In consideration for such services being rendered on my behalf, I hereby RELEASE the laboratory testing service, its officers, agents, and employees, from any and all claims which I might otherwise have due to such results being made so available. I hereby CONSENT NOT TO FILE ANY ACTION at law or in equity against Baystate Interpreters ., the laboratory testing service, their respective officers, agents or employees in connection with the results of such screen being made so available, and I hereby agree to INDEMNIFY and SAVE HARMLESS Baystate Interpreters ., the laboratory testing service, their respective officers, agents, and employees from all damages, expenses, reasonable attorney's fees, and costs of court which they or any of them may suffer or incur, jointly or severally, due to the results of such screen being made so available.

This Agreement contains the entire understanding of the parties.

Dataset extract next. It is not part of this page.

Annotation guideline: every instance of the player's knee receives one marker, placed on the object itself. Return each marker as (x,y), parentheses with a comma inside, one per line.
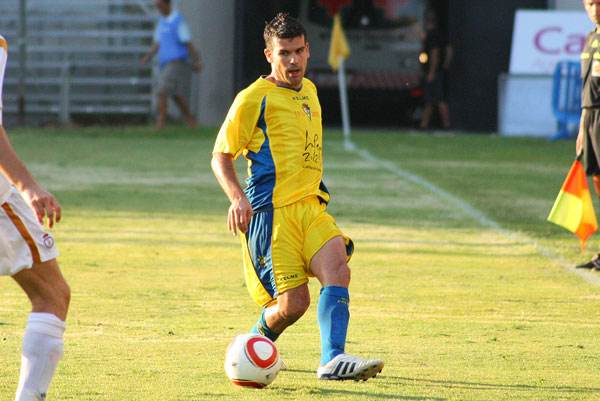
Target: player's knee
(55,299)
(292,311)
(341,273)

All prior or contemporaneous understandings, representations or agreements of the parties, whether oral or written are merged herein and shall no further independent significance. This Agreement may not be modified, altered or amended except by a subsequent written instrument signed by the party against whom such modification, alteration or amendment is sought to be enforced, which instrument specifically refers to this Section. The Agreement may not be assigned without prior written consent of the other party. This Agreement shall be governed by and construed by the laws of the State of Massachusetts and subject exclusively to its jurisdiction. This Agreement may be executed in counter parts. Facsimile or copied signatures created by the party to be bound by such signatures shall be deemed originals. The executory provisions of this Agreement shall survive the termination of this Agreement. IN WITNESS WHEREOF, the parties have executed this Agreement the date and year first set forth above.

The undersigned Contractor represents and warrants that he/she has never been terminated from previous employment or engagements as a result of use of illegal drugs, theft, misconduct, excessive tardiness or failure to follow employer’s or contracting party’s policies and/or procedures.

Contractor:

Accepted by Companies at Baystate Interpreters . any subsidiaries and affiliates there of:

Print Name:
Date:

Please sign your name, do not type or print.